Many companies for which search is an integral component of their business are starting to work with Azure G-Series Virtual Machines with 32 cores, 448GB RAM and 6.5TB of solid-state drive (SSD). Some engineers are writing custom assembly and C code to optimize cache coherency, for both data and instruction caches. They use the caches to reduce the amount of time the CPU sits there waiting for a memory request to be fulfilled, and to reduce the overall amount of data that needs to be transferred. One challenge within these huge, multi-core machines is there are many threads competing for the memory bus. The performance boost of leveraging the L2 and L3 cache is orders of magnitude more significant. All this is important because getting lots of data quickly into your full-text engine is critical.

Full-Text Search Done Correctly

Azure Search offers many advantages. It reduces the complexity of setting up and managing your own search index. It’s a fully managed service that helps you avoid the hassle of dealing with index corruption, service availability, scaling and service updates. One of the big advantages is that Azure Search supports rich, fine-tuned ranking models. This lets you tie search results to business goals. It also offers multi-language search, spelling-mistake correction and type-ahead suggestions. If search results are weak, Azure Search can suggest queries based on near matches. You can follow a quick tutorial on provisioning a new Azure Search instance at bit.ly/1wYb8L8.

The tutorial guides you through getting started and the steps you need to perform at the portal. You’ll provision Azure Search in the Azure Management Portal (portal.azure.com), which requires two things: the URL provided by the portal itself and the API-KEY. The URL represents the endpoint in the cloud running your Azure Search service to which your client app will talk. The API-KEY will need to be protected carefully, because it provides all access to your service. After all, you can’t allow any client to access your Azure Search service without being authenticated with this key.

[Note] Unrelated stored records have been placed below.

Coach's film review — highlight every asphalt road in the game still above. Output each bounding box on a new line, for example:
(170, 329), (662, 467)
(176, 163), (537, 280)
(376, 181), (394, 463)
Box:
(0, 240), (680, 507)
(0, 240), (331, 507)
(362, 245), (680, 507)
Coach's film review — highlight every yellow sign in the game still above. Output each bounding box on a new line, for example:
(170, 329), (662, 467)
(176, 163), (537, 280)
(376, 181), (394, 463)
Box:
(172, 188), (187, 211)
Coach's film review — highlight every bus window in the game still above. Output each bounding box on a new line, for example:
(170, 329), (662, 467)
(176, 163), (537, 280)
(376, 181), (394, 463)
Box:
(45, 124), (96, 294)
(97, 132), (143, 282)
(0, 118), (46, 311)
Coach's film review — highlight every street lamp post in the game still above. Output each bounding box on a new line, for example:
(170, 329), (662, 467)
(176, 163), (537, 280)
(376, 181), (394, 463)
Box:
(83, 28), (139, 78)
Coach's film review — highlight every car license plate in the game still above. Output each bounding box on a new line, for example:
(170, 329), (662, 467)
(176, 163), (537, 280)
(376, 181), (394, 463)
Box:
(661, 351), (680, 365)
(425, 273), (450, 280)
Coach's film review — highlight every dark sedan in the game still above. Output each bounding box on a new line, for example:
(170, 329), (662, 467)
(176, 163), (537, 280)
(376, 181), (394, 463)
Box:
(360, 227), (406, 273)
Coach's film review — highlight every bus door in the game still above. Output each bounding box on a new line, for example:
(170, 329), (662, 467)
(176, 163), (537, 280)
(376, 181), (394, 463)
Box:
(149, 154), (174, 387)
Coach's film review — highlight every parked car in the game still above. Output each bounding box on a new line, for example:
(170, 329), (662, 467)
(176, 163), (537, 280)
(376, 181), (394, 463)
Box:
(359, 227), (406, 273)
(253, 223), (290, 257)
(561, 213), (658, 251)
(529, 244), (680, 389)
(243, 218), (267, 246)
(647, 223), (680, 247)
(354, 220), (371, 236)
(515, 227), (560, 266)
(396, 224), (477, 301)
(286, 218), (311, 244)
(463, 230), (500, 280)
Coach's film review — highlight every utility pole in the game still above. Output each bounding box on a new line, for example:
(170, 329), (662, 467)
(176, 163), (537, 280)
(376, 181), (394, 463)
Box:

There are limits and constraints of which you should be aware in terms of the number of indexes, maximum fields per index, maximum document counts and so on. One important limitation is there are no quotas or maximum limits associated with queries. Queries-per-second (QPS) are variable, depending on available bandwidth and competition for system resources. 

With the free Azure Search service, the Azure compute and storage resources backing your shared service are shared by multiple subscribers, so QPS for your solution will vary depending on how many workloads are running at the same time. For dedicated (STANDARD SKU) services, resources are all dedicated to the customer and not shared.

Once you have your URL and API-KEY, you’re ready to use the service. The easiest way to do that is Fiddler because it lets you compose your own HTTP requests. (Get a free copy of Fiddler at bit.ly/1jKA1UJ.) Azure Search uses simple HTTP, so it’s trivial to insert and query data with Fiddler (see Figure 1). Later in this article, you’ll see how to use Node.js to talk to Azure Search.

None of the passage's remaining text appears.